What does justice in Grand Rapids, MI look like? Is there a firm line “drawn in the sand” between right and wrong? Have money, power, greed and corruption blurred that line? What does the spiritual soul of man look like? These are questions many have asked about the jury in the “kidnaping case of Governor Whitmer.” This is questioning this Magazine asks you to ask yourself. Search your “soul” and discover answers. Then, see if your decision allows you to “look in the mirror” without ducking? Some of you will be able to, others won’t.

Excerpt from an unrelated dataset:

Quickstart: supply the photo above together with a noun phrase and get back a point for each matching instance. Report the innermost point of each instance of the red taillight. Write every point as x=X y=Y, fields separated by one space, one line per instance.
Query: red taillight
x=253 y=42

JUSTICE for GOVERNOR WHITMER
When moral, conscious-minded people learned of the plot by several white men to kidnap and perhaps murder Governor Gretchen Whitmer, they were horrified! Who would want to do such a thing? Is this what real evil looks like? Why are so many Americans violent? What causes a mind to plan such an evil event? Here’s a recap:
Charges Grand Rapids Jury Examined
- Kidnaping Conspiracy
- Conspiracy to Use Explosives
- Possession of Unregistered Semi-Automatic Assault Rifle
- Ownership of Unregistered Destructive Devices
Reflection of Evidence in Justice in Grand Rapids, MI
Reviewing the charges, these questions demanded answers: Were there taped conversations presented showing the defendants planning such a kidnapping plot? Were their voices heard by the jury? Did they possess explosives and devices to carry out the plot? Were there witnesses presented who verified those conversations? What prevented the defendants from carrying out their plan? If there was a “Yes” to the questions, how did we get the results we got? No juror is asked to be a mind-reader, but the question becomes: What would it take for that jury to see intent?
My Juror Experience
Years ago, I was a juror on a case where a robber had broken into the defendant’s home and stolen several objects. The defendant tracked him down, saw his goods, and when the unarmed robber tried to run away, he shot him in the back, killing him. He was charged with unlawful possession of a weapon and second-degree murder. There was clear evidence the defendant had used an unregistered gun.
The defense claimed self-defense. We deliberated for a short time, voted secretly, and after the “yeas” and “nays” were counted, I was the only one who voted “guilty.” After several days of deliberating, a couple other jurors joined my position and we ended up with a “hung jury.” While I understood clearly how angry the defendant was, I simply could not “wrap my head around” how shooting and killing an unarmed man in the back running away, was self-defense. My sense of morality would not let me “go that way.” That same “wonderment” has crept into my thought processes as I look at the verdict of the Grand Rapids Jury. Reality forced me to think rationally.
Should Morality Enter Justice in Grand Rapids MI?
As a person who seeks to follow man’s law, but more importantly, divine law. Also, the question arises, is not man’s law based on one’s highest sense of divine law? If the answer is a “Yes,” morality should have entered into justice in Grand Rapids, MI! Morality does not play politics, does not allow anger and hate to enter decision-making, and applies equal justice to all. Was it served in this case? Most moral-minded people would answer No!
Jury duty is not easy, but a sense of right and wrong is. What is hard, is complying with the rules of right and wrong. A clear rule is “Thou shalt not kill.” Planning a killing that is somehow interrupted, is the same morally as actually doing it. There are no “brownie points” for being prevented from killing a person. Conscience truly is the voice of the soul. And . . . if one consciously wants to murder . . . he should be judged accordingly.
Finally, each of us has to examine his innermost thoughts, decide what true spirituality says is right . . . not what mortal thinking says is right. If you have done that, stand up tall, look at yourself in the mirror . . . and . . . if you believe in “thou shalt not kill” . . .you will not duck.